Жив? Напрасный вопрос. Он давал показания. Значит, жив. И опять буквы набегают друг на друга.
«Зовут меня Алек. Кон. Соловьев, коллеж, секретарь из дворян Петерб. губ… Служил учителем в Торопецком уездном училище… В Петербур. прибыл в декабре, постоянной квартиры не имел; то ночевал у родных в здании Каменноостровск. дворца, то где попало, даже на улицах. Сознаюсь, что намер. был убить государя, но действовал я один — сообщников у меня не было. В субботу заходил на Дворцовую площадь, чтобы видеть, в каком направлении гуляет государь. В воскресенье совсем не приходил, а в понедельник произвел покушение. Ночь на второе гулял по Невскому, встретился с проститут. и ночевал где-то у нее на Невском…»
— Как, как?.. Ночевал… у нее… на Невском?.. Да у меня, у меня он ночевал! Вы понимаете, Николай Васильевич, что он наговорил, безумный?
— А вы хотели, чтобы он назвал вашу квартиру?
— Мы сидели с ним далеко за полночь. Это была дружеская, сердечная беседа. Он прощался со мной и с миром. Под утро он ненадолго уснул.
Дальше Михайлов не читал, подошел к окну и забарабанил пальцами по стеклу. За окном ему отвечала дробь апрельской капели.
Клеточников посмотрел на часы.
— Я скоро должен идти. Сегодня ночью будет много работы. Составлены списки на семьдесят шесть подозрительных лиц. Они у меня, с адресами…
Милый Николай, он ведь и не знает, что в Петербурге почти никого нет, все разъехались в ожидании покушения!

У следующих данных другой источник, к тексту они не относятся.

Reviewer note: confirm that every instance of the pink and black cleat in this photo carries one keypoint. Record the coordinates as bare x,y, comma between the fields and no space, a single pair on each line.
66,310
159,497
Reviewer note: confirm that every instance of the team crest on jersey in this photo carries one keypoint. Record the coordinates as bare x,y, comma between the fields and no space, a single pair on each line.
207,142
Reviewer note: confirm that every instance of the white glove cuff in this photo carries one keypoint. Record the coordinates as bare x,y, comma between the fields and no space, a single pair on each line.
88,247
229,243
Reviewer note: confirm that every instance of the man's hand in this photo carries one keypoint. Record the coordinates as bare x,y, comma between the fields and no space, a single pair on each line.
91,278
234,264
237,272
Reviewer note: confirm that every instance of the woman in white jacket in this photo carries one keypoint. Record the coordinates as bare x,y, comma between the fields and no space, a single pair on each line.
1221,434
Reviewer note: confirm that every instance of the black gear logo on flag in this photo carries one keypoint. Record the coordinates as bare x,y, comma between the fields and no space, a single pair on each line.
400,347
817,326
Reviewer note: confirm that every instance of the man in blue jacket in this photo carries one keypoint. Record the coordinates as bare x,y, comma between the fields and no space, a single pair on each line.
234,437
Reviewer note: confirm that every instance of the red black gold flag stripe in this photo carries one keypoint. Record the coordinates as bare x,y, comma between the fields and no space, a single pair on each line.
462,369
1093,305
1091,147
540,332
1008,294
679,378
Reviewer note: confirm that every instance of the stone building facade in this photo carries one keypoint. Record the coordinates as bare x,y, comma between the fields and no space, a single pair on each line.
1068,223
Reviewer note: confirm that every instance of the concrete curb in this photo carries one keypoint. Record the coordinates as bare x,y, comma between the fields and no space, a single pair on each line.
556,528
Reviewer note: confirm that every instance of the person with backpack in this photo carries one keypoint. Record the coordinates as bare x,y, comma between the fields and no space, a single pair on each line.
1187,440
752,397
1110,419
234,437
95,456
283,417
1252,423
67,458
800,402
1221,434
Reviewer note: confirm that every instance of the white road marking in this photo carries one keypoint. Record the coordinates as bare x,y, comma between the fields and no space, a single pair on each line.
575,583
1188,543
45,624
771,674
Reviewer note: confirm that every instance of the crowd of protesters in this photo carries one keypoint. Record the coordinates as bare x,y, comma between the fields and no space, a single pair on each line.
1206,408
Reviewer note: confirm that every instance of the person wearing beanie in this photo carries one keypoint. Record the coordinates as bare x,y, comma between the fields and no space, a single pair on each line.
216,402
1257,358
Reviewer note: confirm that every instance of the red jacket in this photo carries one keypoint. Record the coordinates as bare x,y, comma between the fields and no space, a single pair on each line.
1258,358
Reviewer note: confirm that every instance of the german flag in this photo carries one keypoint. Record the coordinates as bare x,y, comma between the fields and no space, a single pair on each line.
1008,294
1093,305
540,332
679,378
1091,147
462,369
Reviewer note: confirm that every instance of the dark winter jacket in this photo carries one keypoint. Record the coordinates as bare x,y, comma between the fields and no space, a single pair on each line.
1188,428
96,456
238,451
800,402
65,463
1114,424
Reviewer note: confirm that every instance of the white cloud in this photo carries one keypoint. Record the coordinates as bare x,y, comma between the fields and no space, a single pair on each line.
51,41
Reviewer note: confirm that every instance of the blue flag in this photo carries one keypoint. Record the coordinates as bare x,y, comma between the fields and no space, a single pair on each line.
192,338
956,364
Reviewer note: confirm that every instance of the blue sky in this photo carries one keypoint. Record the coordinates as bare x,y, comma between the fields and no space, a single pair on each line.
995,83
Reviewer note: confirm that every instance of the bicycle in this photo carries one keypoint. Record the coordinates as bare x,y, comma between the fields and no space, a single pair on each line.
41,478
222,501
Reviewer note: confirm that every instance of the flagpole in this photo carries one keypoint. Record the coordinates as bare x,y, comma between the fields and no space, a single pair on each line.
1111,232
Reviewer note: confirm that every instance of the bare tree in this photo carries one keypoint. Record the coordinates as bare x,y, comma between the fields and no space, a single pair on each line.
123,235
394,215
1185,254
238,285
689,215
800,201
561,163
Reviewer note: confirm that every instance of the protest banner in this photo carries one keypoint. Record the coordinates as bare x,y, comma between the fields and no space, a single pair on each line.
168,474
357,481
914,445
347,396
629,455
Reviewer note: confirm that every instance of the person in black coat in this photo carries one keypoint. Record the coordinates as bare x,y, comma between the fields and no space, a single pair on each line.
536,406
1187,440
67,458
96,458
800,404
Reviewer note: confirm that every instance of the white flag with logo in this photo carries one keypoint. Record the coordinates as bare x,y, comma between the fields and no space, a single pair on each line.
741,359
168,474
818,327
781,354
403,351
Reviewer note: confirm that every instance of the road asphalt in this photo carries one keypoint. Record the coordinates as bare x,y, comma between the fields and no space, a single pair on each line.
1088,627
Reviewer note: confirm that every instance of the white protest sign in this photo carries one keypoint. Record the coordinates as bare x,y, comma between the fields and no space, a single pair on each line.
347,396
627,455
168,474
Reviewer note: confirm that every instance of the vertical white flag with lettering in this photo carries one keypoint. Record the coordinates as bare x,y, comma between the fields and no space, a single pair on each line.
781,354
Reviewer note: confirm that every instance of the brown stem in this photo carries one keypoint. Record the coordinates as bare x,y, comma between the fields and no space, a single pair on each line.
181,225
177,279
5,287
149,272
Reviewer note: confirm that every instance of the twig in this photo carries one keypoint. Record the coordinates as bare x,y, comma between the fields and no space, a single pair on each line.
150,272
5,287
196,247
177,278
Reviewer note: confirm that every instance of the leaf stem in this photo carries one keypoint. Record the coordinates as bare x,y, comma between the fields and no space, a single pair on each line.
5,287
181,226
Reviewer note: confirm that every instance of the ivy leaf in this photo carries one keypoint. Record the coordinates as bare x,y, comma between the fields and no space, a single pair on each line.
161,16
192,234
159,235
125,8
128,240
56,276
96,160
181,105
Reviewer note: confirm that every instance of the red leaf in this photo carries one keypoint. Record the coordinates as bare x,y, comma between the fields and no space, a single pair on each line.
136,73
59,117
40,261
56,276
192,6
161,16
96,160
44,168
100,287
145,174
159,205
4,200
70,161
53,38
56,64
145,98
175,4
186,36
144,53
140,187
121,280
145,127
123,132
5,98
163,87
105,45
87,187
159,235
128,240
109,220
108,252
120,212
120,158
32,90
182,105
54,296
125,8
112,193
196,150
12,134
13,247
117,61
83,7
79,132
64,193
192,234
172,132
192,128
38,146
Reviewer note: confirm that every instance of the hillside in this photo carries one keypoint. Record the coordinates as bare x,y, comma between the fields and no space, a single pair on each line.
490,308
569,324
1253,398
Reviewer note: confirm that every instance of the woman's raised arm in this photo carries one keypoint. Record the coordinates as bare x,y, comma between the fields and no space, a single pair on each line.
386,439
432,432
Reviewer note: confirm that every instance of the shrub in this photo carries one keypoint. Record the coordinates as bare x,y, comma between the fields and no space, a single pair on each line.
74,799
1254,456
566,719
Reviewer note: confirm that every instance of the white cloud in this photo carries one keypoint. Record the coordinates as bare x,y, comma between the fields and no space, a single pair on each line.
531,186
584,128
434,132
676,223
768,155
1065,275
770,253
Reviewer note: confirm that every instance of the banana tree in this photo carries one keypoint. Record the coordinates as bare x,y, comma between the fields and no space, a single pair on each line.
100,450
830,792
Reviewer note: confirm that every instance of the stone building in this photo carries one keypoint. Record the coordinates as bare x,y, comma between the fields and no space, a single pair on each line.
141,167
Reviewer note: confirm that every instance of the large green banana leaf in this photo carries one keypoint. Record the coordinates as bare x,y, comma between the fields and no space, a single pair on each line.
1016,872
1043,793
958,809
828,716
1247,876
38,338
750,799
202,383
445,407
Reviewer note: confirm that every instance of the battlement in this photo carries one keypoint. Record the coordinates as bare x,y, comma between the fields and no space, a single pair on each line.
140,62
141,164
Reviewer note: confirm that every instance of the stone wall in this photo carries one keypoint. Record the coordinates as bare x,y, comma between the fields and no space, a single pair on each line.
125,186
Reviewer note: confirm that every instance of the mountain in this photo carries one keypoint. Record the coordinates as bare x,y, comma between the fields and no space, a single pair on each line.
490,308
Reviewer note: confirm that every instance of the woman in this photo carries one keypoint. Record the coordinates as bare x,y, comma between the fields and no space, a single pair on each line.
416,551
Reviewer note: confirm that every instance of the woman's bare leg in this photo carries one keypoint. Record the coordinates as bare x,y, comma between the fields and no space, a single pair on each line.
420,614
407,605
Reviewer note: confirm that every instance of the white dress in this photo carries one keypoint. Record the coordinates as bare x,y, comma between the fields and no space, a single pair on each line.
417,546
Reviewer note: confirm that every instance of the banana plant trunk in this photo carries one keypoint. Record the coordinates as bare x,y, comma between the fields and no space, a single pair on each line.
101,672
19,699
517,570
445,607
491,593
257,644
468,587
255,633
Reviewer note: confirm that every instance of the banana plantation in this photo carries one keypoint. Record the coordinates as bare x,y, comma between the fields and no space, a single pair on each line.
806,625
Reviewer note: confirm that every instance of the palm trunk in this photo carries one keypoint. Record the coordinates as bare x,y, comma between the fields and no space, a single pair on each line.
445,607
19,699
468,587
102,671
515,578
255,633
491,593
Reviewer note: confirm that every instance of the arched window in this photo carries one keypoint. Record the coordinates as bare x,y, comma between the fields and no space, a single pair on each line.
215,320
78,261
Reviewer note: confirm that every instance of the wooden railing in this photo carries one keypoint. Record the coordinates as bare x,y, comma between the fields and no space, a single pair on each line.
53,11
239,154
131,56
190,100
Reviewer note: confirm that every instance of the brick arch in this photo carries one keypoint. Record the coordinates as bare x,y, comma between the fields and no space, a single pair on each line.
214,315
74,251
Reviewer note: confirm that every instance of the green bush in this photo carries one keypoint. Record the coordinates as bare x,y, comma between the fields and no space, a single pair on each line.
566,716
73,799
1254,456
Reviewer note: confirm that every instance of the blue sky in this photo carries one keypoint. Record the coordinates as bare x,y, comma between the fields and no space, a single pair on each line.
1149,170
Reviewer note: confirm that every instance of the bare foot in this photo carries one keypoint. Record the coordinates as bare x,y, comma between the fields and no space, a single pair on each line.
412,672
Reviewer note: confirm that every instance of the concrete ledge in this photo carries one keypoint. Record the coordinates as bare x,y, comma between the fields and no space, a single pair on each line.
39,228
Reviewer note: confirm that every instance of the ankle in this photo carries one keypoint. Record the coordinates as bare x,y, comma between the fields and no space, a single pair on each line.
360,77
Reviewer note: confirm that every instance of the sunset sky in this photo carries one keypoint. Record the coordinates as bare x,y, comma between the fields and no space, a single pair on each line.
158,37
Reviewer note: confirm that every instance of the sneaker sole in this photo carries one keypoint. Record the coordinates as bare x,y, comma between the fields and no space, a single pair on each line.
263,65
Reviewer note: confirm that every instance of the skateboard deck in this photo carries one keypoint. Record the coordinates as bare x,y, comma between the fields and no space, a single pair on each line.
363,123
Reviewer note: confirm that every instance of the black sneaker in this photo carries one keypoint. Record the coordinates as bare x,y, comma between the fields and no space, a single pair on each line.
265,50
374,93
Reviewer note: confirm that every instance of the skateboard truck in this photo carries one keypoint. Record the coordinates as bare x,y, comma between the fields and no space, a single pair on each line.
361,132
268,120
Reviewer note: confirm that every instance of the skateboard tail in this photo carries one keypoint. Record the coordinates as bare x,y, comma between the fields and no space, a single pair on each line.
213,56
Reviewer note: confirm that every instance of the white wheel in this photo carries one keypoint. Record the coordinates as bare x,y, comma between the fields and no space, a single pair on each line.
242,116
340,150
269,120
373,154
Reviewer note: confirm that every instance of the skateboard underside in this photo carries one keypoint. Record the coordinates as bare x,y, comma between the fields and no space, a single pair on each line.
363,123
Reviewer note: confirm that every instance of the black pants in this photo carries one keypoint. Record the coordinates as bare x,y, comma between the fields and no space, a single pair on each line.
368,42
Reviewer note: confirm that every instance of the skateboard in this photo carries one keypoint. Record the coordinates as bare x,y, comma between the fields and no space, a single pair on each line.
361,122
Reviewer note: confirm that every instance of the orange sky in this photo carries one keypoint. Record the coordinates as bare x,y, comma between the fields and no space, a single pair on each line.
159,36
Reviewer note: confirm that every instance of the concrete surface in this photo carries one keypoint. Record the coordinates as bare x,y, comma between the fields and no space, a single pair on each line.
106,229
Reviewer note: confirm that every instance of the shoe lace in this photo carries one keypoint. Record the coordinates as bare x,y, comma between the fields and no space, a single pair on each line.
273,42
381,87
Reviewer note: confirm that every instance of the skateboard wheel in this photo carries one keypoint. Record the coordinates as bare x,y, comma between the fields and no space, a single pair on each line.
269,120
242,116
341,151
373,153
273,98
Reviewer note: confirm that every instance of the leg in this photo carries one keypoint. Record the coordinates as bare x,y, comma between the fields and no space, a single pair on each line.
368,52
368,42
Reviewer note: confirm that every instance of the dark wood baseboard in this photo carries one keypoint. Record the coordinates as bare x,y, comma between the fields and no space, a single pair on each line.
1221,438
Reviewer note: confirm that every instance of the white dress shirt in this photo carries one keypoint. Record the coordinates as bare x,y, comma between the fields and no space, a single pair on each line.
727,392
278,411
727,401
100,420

— Спасибо, спасибо, Николай Васильевич! Я предупрежу тех, кто еще не уехал.
— Уехали? Они знали, что их намерены арестовать? — В голосе Клеточникова послышались ревнивые ноты, но он тут же спохватился, от волнения закашлялся и долго не мог унять приступ.
Михайлов сел на диван, взял Клеточникова за руку.
— Николай Васильевич, я давно не виделся с вами, и не мудрено, что вы не знаете всех событий, которые произошли за несколько дней до покушения. С Соловьевым я знаком еще по саратовскому поселению, мы были очень близки. Вдруг он приезжает сюда и заявляет мне и Квятковскому, что намерен убить царя… Это не Каракозов, это представитель партии, и нужно было довести до сведения всех о намерении Соловьева. А тут еще и Гольденберг приспел, тот, что князя Кропоткина прикончил. И тоже готов стрелять, в царя стрелять. Вы понимаете, ведь мы только что договорились усилить дезорганизаторскую группу партии, готовились к самозащите… А они прямо в наступление.